Monsieur Réquine listened to the translation of this impassioned credo with the expression of judicial consideration which was evidently the habitual one upon his face. At the end he stroked his beard meditatively and looked into space for a time before answering. When he spoke, it was with a mildness and quiet which made him indeed seem much the older of the two, a certain patient good humor which would have been impossible to the other man. "Mr. Hale, you say that my conception of life looks like laziness to you. Do you know how yours looks to me? Like a circle of frenzied worshipers around a fiery Moloch, into whose maw they cast everything that makes life sweet and livable, leisure, love, affection, appreciation of things rare and fine. My friend, humanity as a whole will never be worth more than the lives of its individuals are worth, and it takes many, many things to make individual lives worth while. It takes a mixture, and it needs, among other elements, some quiet, some peace, some leisure, some occupation with things of pure beauty like my roses, some fellowship with great minds of the past...." His eyes took on a dreamy deepening glow. "Sometimes as I dig the earth among my fruit-trees, the old, old earth, a sentence from Epictetus, or from Montaigne comes into my head, all at once luminous as I never saw it before. I have a vision of things very wide, very free, very fine. Almost, for a moment, Mr. Hale, almost for a moment I feel that I understand life."
The American stood up to go with a gesture of finality. He put his hat firmly on his head and said in pitying valedictory: "Monsieur Réquine, you're on the wrong track. Take it from me that nobody can understand life. The best thing to do with life is to live it!"
The Frenchman, still seated, still philosophic, made a humorous gesture. "Ah, there are as many different opinions as there are men about what that means, to 'live life'!"
In the cab going back to Paris the American said little. Once he remarked almost to himself, "The thing I can't get over is that his damned cream is better than anything we make."
The French official emerged from a thoughtful silence of his own to comment: "Mr. Hale, the generosity of that remark is only equaled by its perspicacity! It makes me more than ever concerned for the future of French commerce."

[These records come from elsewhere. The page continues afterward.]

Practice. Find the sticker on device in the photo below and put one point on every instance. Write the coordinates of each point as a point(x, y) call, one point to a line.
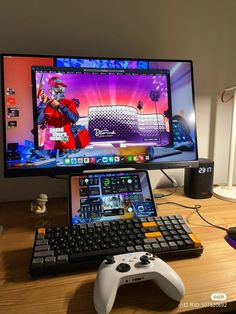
point(218, 296)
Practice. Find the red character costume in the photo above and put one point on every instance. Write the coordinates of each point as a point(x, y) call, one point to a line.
point(57, 114)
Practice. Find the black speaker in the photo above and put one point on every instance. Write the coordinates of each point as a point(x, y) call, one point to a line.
point(198, 182)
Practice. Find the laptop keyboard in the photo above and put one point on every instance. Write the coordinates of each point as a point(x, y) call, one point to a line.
point(69, 248)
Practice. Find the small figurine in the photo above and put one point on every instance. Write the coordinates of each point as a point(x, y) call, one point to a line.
point(40, 207)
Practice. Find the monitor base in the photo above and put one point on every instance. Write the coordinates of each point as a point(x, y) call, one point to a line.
point(225, 193)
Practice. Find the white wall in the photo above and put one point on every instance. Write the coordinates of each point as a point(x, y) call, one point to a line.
point(201, 30)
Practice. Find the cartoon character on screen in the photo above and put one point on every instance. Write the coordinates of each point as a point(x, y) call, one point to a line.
point(56, 114)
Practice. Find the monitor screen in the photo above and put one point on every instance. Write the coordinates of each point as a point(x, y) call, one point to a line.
point(65, 115)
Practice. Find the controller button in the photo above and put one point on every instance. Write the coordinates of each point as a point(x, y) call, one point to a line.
point(110, 259)
point(144, 260)
point(123, 267)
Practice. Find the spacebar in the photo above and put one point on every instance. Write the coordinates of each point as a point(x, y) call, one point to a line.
point(95, 255)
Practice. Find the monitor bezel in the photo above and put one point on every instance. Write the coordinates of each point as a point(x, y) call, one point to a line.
point(53, 172)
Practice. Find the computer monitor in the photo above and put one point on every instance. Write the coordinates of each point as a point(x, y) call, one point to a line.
point(63, 115)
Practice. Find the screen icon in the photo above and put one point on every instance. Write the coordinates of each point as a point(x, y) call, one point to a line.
point(10, 91)
point(117, 158)
point(92, 160)
point(11, 101)
point(13, 112)
point(111, 159)
point(104, 159)
point(74, 161)
point(80, 160)
point(66, 161)
point(12, 124)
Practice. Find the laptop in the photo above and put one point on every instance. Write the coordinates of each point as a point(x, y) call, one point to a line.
point(108, 196)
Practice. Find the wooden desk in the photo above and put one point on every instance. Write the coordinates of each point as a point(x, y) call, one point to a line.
point(213, 272)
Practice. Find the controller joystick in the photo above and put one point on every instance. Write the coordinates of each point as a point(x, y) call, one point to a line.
point(144, 260)
point(129, 268)
point(110, 259)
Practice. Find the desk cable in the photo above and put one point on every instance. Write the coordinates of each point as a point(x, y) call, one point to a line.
point(196, 207)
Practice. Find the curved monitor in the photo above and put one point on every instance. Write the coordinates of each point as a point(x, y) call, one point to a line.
point(62, 115)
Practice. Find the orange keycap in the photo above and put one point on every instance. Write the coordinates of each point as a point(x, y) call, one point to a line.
point(149, 224)
point(152, 235)
point(195, 240)
point(41, 230)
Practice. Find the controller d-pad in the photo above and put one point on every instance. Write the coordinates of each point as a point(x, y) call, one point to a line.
point(123, 267)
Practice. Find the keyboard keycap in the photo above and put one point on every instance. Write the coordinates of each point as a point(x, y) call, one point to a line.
point(69, 247)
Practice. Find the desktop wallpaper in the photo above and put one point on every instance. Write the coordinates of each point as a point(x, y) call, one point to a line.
point(25, 145)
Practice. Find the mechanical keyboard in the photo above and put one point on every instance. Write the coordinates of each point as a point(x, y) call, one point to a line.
point(69, 248)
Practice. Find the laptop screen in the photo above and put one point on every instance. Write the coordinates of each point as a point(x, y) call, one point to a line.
point(110, 196)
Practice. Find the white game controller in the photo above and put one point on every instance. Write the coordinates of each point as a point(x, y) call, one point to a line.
point(130, 268)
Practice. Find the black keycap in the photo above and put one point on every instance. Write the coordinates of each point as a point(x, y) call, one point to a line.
point(79, 257)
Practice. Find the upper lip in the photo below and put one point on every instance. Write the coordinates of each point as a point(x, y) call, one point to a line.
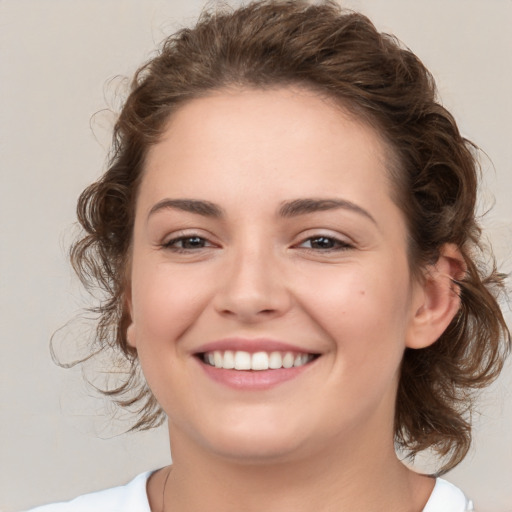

That evening Monsieur Réquine was stooping over a dwarf-apple tree, string in one hand, pruning shears in the other. He was clipping away all except one of the vigorous young shoots. That one he then laid along a wire, strung about a foot from the ground and tied it fast at several points so that in growing it would follow the exact line traced by the horizontal wire. When he finished he gathered up all the clipped shoots, put them under his arm, and stood looking at the severely disciplined little tree, which did not look in the least like a tree any more. The sight apparently suggested an analogy to his mind, for he said in the tone of one who makes an admission: "It's true one does it for apple-trees and vines." After considering this for a moment, he shook his head with decision, "But not for human beings, no."
And yet his brow was far from clear as he betook himself to the stone bench at the end of the garden.
When his wife went out later to join him, she missed the glow of his pipe and inquired, a little troubled, "Why, René, you've forgotten to light your pipe! what's the matter?"